Experimental performance

Tonight Eric Edberg, my colleague and fellow blogger, experimented with a new/old way of performing classical music. I'll let him describe the goals:
Ever think classical concerts are too formal and have too many intimidating rules? Could one of the reasons classical audiences are growing older and smaller be that the whole stuffy ambience, in which newcomers are shamed if they do something natural like clap between movements or during a movement, be part of the problem? (Did you know that before the 20th century, audiences clapped between movements and even during them, and composers like Mozart encouraged it?)
Stephanie Gurga (a recent SoM grad and brilliant pianist) and I think so. So we're trying an experiment. To make the atmosphere unintimidating, we're going to dress very casually in Wednesday evening's recital. I'm wearing jeans.
And the usual rules of audience deportment are suspended for one night. Clap between movements (well, there's only one multi-movement piece). Clap after a good lick, or shout out an "amen" or a "boo." Dance in the aisles or in front of the stage.
I made a deal with my first-year seminar class (which is looking at the future of classical music): I'll wear jeans and make the concert as fun as possible if they'll bring someone new to classical music to the recital. So I'm making the same invitation to all you music majors. Our future as classical performers is dependent on getting young people to start coming to classical concerts again. Let's see if this helps.
Bring a friend who's not a classical concert-goer, and let them know they don't have to worry about clapping at the wrong time.

We brought our kids to the concert, and ended up sitting right in front with a very enthusiastic herd of first-year students. The positives are that the students clearly listened to the music. They cheered when difficult passages were executed well, or when significant structural points in the music were reached.

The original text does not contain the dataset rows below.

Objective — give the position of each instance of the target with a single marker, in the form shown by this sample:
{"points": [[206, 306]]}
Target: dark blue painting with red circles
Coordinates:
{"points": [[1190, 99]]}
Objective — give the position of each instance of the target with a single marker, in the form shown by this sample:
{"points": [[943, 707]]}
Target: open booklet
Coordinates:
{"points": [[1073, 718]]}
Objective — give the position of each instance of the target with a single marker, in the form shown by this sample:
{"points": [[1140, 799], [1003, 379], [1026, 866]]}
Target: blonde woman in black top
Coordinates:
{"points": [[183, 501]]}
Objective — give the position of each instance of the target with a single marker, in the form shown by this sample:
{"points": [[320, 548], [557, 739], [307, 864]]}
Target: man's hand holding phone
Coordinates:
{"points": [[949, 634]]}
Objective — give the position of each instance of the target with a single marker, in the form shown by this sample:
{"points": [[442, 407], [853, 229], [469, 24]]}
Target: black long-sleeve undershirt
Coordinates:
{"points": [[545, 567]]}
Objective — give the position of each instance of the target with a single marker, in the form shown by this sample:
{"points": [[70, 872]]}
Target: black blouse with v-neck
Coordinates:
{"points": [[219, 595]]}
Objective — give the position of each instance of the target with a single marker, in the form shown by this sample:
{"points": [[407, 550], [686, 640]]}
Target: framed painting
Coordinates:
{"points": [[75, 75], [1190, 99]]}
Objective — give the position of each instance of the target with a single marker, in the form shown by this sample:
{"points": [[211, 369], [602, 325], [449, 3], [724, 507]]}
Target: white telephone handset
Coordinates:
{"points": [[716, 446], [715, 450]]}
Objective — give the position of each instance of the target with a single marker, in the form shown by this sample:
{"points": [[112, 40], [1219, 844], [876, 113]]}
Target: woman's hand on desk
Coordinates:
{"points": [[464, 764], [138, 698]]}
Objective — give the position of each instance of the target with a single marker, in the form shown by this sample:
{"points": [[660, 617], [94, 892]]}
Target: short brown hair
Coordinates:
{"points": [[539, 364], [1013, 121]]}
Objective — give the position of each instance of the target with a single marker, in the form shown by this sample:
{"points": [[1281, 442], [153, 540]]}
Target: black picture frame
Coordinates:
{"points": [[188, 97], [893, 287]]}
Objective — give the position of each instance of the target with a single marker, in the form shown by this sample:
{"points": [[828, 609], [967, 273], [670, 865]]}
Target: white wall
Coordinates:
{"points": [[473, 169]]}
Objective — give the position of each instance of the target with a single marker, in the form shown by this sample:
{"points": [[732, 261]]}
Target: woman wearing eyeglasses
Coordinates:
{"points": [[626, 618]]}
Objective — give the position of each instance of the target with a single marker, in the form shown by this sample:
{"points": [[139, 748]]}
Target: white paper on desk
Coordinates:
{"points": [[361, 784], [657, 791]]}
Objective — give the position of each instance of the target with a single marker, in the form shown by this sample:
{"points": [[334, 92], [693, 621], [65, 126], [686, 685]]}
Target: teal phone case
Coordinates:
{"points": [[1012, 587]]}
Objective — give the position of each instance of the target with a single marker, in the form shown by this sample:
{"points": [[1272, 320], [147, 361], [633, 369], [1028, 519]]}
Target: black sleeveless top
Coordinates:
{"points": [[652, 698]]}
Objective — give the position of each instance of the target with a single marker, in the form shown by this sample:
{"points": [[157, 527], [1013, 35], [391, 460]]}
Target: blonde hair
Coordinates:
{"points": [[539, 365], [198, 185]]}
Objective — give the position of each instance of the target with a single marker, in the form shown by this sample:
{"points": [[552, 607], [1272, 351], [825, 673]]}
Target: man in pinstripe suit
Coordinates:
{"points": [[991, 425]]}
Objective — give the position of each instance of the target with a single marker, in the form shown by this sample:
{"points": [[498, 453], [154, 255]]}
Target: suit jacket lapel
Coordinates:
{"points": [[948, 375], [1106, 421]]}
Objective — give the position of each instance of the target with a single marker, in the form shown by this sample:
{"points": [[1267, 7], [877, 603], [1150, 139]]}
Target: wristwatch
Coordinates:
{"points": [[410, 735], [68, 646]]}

They also moved to the music, and were excited by the whole concert. It was the best attended recital I'd seen at DePauw, with the most engaged ovation at the end. My kids (ages 6 and 4) were also excited, but the carnival atmosphere also distracted them from really listening to the music. My six-year-old is quite practiced at attending concerts, and listens very well when everyone sits quietly. The four-year-old is newer to the concert scene, and still gets antsy before the end of an hour-long concert. Tonight, both of them ended up trying to be part of the show, talking to the students during the performance and throwing plush Cliffords up in the air. The four-year-old also attempted to get on stage a few times and plunked a few notes on an upright piano parked against the wall near us. It was hard to tell them what was appropriate behavior and what was inappropriate, when the customs we are acclimated to were being relaxed. Besides that negative, some soft passages and subtle shadings were lost among the cheers and rhythmic clapping.

I give Eric and Stephanie credit that they were incredibly focused despite the circus. Eric enjoyed the applause while maintaining very high standards of technique and musicality. They practiced performing while students danced in the aisles (something my daughter dragged me out to partake in) yesterday, and the preparation paid off. I'll be curious to see what Eric's feelings are now that it is done. Overall I think it was a very successful experiment, but not something to do for every concert or recital.